A short bar magnet placed in a uniform magnetic field experiences a maximum couple of $4 \times {10^{ - 5}}N - m$ . The magnet is turned through $45^\circ$ . The couple acting in the new equilibrium position is
A) $2 \times {10^{ - 5}}\,Nm$
B) $2.828 \times {10^{ - 5}}\,Nm$
C) $1.414 \times {10^{ - 5}}\,Nm$
D) $3.6 \times {10^{ - 5}}\,Nm$

Answer 1

Solution

When a magnet is placed in an external field, it experiences a torque which is also known as a magnetic couple. The magnitude of this magnetic couple depends on the strength of the magnetic field, the strength of the magnet, and their orientation.
Formula used: In this solution, we will use the following formula
$\tau = m \times B$ where $\tau$ is the magnetic couple acting on an object with a magnetic moment $m$ when placed in a magnetic field of strength $B$

Complete step by step answer:
The magnetic moment is a determination of its tendency to get arranged through a magnetic field. When placed in a magnetic field, a magnet will tend to rotate such that it can align itself with the external magnetic field.
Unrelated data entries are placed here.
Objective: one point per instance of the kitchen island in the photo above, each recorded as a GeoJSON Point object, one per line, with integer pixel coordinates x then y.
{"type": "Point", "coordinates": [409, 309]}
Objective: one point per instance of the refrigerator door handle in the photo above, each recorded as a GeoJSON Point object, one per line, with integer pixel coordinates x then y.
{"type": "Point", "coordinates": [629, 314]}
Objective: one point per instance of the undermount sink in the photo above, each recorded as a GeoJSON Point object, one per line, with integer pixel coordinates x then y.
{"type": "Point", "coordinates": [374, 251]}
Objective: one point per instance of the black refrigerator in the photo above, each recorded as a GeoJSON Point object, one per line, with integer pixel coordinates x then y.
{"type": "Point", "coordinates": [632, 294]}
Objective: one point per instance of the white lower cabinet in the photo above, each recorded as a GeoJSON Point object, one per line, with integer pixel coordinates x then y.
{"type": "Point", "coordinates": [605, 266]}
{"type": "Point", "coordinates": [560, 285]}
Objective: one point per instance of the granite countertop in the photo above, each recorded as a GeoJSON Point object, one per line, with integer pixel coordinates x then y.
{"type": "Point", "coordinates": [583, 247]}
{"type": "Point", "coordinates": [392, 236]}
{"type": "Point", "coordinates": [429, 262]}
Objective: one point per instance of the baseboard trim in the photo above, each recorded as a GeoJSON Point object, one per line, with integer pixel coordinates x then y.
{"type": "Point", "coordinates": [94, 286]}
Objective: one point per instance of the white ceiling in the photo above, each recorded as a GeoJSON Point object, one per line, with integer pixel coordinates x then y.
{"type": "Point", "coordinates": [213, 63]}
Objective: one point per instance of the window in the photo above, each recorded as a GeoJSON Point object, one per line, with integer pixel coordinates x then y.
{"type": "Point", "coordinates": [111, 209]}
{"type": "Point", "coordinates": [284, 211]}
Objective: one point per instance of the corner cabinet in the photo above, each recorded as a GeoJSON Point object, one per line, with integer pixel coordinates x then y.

The magnetic couple determines its tendency to align with the magnetic field. The couple acting on a magnet when placed in a magnetic field can be determined as
$\tau = m \times B$
The cross product in the above term can be simplified as
$\tau = mB\sin \theta$
The maximum couple experienced by the magnet is $4 \times {10^{ - 5}}N - m$ which corresponds to $\theta = 90^\circ \,({\text{as}}\,{\text{sin90}}^\circ {\text{ = 1)}}$ . Thus we can write the maximum couple as
${\tau _{max}} = mB = 4 \times {10^{ - 5}}$
When the magnet is rotated through $45^\circ$ , the new coupling will be calculated as
$\tau = mB\sin 45^\circ$
$\Rightarrow \tau = mB\dfrac{1}{{\sqrt 2 }}$
Hence the magnetic couple will be
$\tau = 4 \times {10^{ - 5}} \times \dfrac{1}{{\sqrt 2 }}$
Which gives us

$\tau = 2.82 \times {10^{ - 5}}\,N/m$ which corresponds to option (B).

Note: The torque experienced by the bar magnet will always be towards the equilibrium position where $\theta = 0^\circ$ . Hence we would have to hold the magnet in its place to form an angle of $45^\circ \,{\text{or}}\,90^\circ$ as otherwise, it will just align with the external magnetic field.